Training Collaborative Filtering Models on MovieLens 100k with Different Weight Decay Values

machine learning

fastai

python

In this notebook I explore the question—how does the wd (weight decay) parameter affect model performance and weight distributions? I use the MovieLens 100k subset as the dataset.

Author

Vishal Bakshi

Published

June 3, 2024

Background

In fastai Part 1 Lesson 7 (Chapter 8 of the textbook), we are introduced to the concept of weight decay, where the sum of the squared weights multiplied by a factor wd is added to the loss. In practice, instead of adding wd times the sum of squared weights to the loss (which would result in a large values of loss which destabilizes training), we add the derivative of that to the parameters’ gradients. In pseudo code:

for param in model.parameters():
  param.grad += wd * sum(params)

By increasing the loss with the squared sum of weights, we are forcing the model to minimize the weights when it minimizes the loss, which makes the model generalize better (as large weights result in a neural net function with sharp peaks and troughs that can overfit to the training data).
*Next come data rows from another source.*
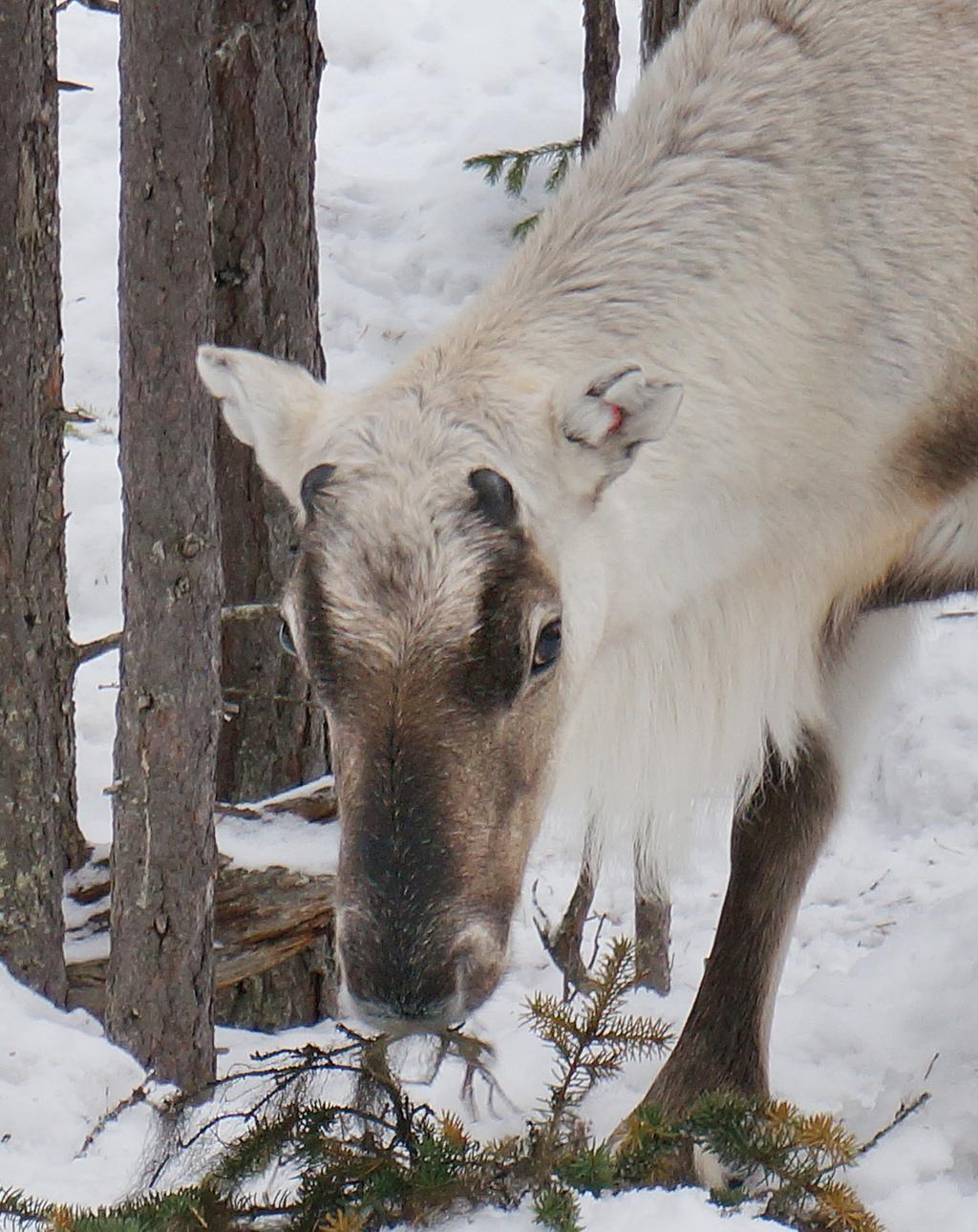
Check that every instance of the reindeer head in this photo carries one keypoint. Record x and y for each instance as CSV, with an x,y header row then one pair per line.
x,y
426,608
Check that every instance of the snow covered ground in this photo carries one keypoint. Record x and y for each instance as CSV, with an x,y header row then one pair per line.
x,y
880,993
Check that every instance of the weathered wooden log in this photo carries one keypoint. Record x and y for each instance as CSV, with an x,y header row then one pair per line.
x,y
273,933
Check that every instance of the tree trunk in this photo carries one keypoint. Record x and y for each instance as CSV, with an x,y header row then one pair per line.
x,y
37,794
161,971
659,18
265,85
600,67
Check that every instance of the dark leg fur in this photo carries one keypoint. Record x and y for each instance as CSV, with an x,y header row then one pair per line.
x,y
776,841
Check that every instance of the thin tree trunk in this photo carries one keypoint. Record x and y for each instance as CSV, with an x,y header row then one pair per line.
x,y
37,754
659,18
600,67
161,971
265,85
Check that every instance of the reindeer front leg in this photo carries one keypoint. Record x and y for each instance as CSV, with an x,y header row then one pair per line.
x,y
776,840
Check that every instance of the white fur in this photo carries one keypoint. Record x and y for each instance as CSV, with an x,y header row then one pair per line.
x,y
783,224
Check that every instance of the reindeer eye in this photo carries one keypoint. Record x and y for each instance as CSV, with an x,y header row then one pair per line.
x,y
285,638
547,648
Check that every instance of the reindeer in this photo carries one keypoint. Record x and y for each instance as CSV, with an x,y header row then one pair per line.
x,y
619,534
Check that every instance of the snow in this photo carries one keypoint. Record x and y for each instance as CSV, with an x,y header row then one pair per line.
x,y
880,995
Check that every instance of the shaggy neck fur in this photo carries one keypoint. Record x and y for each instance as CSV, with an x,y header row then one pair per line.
x,y
777,223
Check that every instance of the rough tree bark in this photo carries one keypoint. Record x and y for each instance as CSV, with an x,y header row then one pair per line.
x,y
659,18
37,796
600,67
160,978
265,86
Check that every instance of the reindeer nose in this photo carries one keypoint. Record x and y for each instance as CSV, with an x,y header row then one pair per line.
x,y
390,981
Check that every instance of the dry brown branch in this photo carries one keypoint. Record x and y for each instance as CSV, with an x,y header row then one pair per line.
x,y
86,650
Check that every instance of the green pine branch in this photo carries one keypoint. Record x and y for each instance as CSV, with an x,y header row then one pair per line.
x,y
513,168
382,1159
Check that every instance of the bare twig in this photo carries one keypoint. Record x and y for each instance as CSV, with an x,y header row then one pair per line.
x,y
563,944
136,1096
900,1116
86,650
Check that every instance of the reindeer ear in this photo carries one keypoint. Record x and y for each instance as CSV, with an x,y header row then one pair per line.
x,y
615,415
268,404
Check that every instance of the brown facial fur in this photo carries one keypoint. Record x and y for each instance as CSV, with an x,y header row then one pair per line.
x,y
939,457
441,752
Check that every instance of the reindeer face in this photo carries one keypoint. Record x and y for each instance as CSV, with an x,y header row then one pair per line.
x,y
432,632
429,619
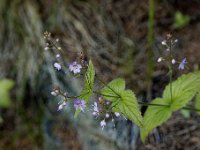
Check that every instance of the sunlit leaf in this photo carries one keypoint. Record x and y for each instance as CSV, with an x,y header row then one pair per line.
x,y
128,106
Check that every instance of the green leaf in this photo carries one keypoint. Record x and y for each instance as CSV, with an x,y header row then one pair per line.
x,y
128,106
5,87
197,103
87,91
180,20
183,90
185,113
154,116
113,90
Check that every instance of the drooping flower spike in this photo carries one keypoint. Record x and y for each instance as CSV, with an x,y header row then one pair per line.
x,y
103,123
75,67
182,64
79,104
61,106
57,66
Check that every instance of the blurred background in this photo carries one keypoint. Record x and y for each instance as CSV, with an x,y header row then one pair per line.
x,y
123,38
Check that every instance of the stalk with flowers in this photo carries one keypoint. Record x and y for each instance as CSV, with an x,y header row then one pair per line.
x,y
116,101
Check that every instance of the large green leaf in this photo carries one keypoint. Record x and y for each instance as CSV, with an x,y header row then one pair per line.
x,y
113,89
154,116
128,106
89,81
123,101
183,90
5,86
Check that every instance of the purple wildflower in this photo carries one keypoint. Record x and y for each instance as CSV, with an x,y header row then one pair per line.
x,y
62,105
117,114
182,64
75,67
95,109
103,123
57,55
107,115
79,104
57,66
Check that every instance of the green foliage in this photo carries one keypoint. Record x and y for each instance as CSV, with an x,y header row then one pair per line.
x,y
113,90
183,90
123,101
180,20
197,102
160,109
89,81
185,113
5,87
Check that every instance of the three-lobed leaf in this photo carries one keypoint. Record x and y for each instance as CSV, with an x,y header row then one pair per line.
x,y
183,90
123,101
128,106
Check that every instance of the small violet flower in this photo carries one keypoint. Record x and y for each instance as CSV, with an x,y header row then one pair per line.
x,y
61,106
95,109
103,124
57,55
107,115
75,67
79,104
159,59
164,42
57,66
117,114
173,61
182,64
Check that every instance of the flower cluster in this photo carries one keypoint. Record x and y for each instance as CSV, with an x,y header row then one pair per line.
x,y
101,108
169,43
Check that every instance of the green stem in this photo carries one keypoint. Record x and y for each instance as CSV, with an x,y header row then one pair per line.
x,y
150,65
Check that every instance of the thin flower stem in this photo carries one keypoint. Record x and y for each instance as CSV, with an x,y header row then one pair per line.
x,y
170,67
166,105
107,85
In this notebook I’ll train on the MovieLens 100k dataset using different values of weight decay and then plotting both the resulting training and validation loss curves and weight distribution to see how weight decay affects the training process and the resulting model.

Create `DataLoaders` and `Learner`

I’l re-use the code from Chapter 8 to create DataLoaders and the Learner.
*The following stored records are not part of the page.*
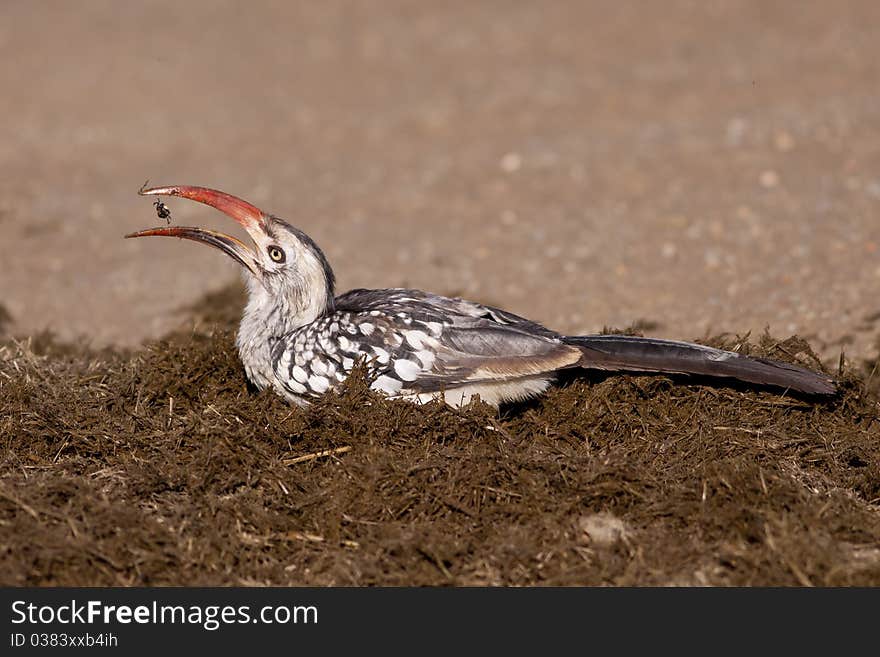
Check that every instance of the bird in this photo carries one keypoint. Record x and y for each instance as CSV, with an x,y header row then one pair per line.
x,y
298,338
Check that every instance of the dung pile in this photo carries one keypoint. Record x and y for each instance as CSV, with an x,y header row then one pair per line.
x,y
161,467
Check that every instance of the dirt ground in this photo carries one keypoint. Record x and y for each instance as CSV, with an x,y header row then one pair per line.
x,y
160,467
691,168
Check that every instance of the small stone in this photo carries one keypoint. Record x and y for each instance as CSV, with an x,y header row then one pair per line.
x,y
736,131
602,530
769,179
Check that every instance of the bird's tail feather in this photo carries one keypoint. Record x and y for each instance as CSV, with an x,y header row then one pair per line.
x,y
622,352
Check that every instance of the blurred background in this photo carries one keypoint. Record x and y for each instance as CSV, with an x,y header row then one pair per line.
x,y
694,167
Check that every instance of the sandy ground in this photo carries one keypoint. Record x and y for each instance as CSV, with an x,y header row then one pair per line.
x,y
704,167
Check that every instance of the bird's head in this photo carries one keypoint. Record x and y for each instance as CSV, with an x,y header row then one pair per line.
x,y
284,264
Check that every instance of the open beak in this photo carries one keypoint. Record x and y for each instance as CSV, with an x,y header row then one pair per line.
x,y
250,217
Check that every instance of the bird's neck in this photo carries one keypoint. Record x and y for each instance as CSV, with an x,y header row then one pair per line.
x,y
268,317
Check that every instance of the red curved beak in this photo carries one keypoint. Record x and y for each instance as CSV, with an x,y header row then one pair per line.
x,y
250,217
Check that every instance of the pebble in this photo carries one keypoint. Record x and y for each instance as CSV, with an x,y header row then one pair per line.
x,y
769,179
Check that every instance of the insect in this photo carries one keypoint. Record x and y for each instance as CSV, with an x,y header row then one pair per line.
x,y
162,211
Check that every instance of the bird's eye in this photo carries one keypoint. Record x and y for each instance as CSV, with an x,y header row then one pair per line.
x,y
276,254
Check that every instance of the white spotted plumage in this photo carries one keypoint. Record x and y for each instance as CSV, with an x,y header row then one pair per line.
x,y
300,339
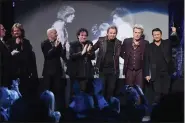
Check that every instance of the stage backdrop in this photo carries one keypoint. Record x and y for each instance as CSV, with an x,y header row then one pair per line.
x,y
68,16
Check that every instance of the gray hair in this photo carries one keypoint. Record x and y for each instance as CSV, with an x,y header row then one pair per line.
x,y
112,27
65,11
138,26
104,26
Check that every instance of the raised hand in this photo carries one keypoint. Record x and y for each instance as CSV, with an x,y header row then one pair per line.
x,y
17,40
89,48
84,49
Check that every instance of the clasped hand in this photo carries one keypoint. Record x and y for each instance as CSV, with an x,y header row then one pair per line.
x,y
87,49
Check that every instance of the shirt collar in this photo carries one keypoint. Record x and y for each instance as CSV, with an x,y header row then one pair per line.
x,y
1,38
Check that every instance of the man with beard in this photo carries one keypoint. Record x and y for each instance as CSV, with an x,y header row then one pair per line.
x,y
158,62
133,52
108,60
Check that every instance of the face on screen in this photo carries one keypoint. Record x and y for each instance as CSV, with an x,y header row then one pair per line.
x,y
2,31
117,20
17,32
111,34
157,36
137,34
82,37
53,34
6,98
70,18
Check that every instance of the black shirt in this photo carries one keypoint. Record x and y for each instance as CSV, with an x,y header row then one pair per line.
x,y
160,60
109,56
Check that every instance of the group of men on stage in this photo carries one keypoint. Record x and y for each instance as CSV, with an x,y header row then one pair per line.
x,y
143,61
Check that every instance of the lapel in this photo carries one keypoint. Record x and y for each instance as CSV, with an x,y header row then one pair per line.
x,y
142,45
104,45
49,43
4,44
116,48
162,46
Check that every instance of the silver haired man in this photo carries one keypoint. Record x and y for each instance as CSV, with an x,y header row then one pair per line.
x,y
133,52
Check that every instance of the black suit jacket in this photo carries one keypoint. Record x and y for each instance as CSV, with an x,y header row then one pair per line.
x,y
126,49
52,63
150,59
101,44
80,65
5,61
24,63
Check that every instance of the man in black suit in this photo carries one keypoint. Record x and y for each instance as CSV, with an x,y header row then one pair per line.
x,y
23,60
52,71
158,62
133,52
108,61
5,60
81,68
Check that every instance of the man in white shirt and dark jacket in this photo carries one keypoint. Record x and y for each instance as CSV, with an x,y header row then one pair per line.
x,y
158,62
80,68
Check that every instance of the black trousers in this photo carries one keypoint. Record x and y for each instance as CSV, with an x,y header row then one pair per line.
x,y
161,85
6,80
55,84
86,84
109,85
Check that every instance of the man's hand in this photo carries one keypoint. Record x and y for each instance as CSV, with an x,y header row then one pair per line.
x,y
174,30
14,52
64,44
89,48
148,78
57,43
17,40
84,49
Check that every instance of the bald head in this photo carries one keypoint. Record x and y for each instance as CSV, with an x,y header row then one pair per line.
x,y
2,31
52,34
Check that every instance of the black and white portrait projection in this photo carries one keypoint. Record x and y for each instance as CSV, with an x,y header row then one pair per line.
x,y
68,16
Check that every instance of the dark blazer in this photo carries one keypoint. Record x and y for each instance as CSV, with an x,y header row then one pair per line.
x,y
52,63
80,65
126,49
5,62
150,59
102,45
24,63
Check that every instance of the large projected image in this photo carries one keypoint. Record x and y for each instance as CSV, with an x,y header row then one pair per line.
x,y
96,16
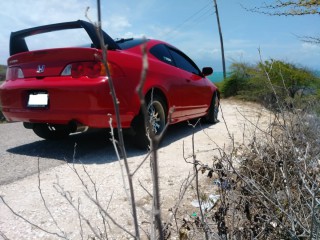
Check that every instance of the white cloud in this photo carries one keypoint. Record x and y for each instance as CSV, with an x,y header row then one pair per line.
x,y
116,24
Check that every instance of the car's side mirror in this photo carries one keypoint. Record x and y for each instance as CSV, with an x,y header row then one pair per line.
x,y
206,71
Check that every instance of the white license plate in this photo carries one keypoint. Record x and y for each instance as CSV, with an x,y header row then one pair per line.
x,y
38,100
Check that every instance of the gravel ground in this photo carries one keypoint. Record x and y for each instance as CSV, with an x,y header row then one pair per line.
x,y
20,151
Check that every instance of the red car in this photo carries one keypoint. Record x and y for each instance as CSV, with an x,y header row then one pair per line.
x,y
59,90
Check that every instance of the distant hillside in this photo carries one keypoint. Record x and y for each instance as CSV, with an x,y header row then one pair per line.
x,y
3,70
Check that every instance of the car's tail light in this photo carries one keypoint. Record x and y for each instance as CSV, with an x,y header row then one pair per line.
x,y
14,73
84,69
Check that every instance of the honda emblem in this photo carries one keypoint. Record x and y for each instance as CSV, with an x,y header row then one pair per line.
x,y
40,68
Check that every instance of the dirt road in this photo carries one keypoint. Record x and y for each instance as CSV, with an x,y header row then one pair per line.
x,y
20,150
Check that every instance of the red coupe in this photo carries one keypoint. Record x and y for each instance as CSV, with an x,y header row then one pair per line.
x,y
57,90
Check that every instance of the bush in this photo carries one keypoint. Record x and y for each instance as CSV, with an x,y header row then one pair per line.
x,y
275,84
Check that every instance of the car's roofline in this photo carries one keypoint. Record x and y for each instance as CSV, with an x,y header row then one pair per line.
x,y
18,43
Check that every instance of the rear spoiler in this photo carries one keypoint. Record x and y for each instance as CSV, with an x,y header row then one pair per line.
x,y
18,43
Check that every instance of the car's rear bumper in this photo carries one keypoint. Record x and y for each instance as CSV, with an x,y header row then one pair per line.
x,y
85,101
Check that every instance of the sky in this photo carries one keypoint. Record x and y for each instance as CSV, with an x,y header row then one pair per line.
x,y
189,25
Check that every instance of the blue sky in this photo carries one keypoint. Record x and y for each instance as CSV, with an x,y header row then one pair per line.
x,y
187,24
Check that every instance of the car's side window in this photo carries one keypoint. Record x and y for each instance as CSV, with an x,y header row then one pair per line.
x,y
184,62
161,52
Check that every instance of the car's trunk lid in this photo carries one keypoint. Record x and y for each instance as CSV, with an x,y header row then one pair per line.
x,y
50,62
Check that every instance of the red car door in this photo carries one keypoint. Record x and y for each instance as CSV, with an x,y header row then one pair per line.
x,y
196,93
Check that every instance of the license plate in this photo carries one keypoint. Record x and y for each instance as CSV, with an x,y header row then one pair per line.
x,y
38,99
from fastai.collab import *
from fastai.tabular.all import *
path = untar_data(URLs.ML_100k)

100.15% [4931584/4924029 00:01<00:00]

ratings = pd.read_csv(path/'u.data', delimiter='\t', header=None, names=['user', 'movie', 'rating', 'timestamp'])
ratings.head()

	user	movie	rating	timestamp
0	196	242	3	881250949
1	186	302	3	891717742
2	22	377	1	878887116
3	244	51	2	880606923
4	166	346	1	886397596

movies = pd.read_csv(path/'u.item', delimiter='|', encoding='latin-1', usecols=(0,1), names=('movie', 'title'), header=None)
movies.head()

	movie	title
0	1	Toy Story (1995)
1	2	GoldenEye (1995)
2	3	Four Rooms (1995)
3	4	Get Shorty (1995)
4	5	Copycat (1995)

ratings = ratings.merge(movies)
ratings.head()

	user	movie	rating	timestamp	title
0	196	242	3	881250949	Kolya (1996)
1	63	242	3	875747190	Kolya (1996)
2	226	242	5	883888671	Kolya (1996)
3	154	242	3	879138235	Kolya (1996)
4	306	242	5	876503793	Kolya (1996)

dls = CollabDataLoaders.from_df(ratings, item_name='title', bs=64)
dls.show_batch()

	user	title	rating
0	294	Money Talks (1997)	3
1	486	Crossing Guard, The (1995)	4
2	13	High Noon (1952)	5
3	878	My Life as a Dog (Mitt liv som hund) (1985)	5
4	433	Star Wars (1977)	5
5	847	Streetcar Named Desire, A (1951)	3
6	833	Akira (1988)	4
7	503	Englishman Who Went Up a Hill, But Came Down a Mountain, The (1995)	3
8	5	Last of the Mohicans, The (1992)	1
9	868	Stand by Me (1986)	4

In the text, the following Learner resulted in the lowest validation loss (0.821688) so I’ll just use that in this experiment.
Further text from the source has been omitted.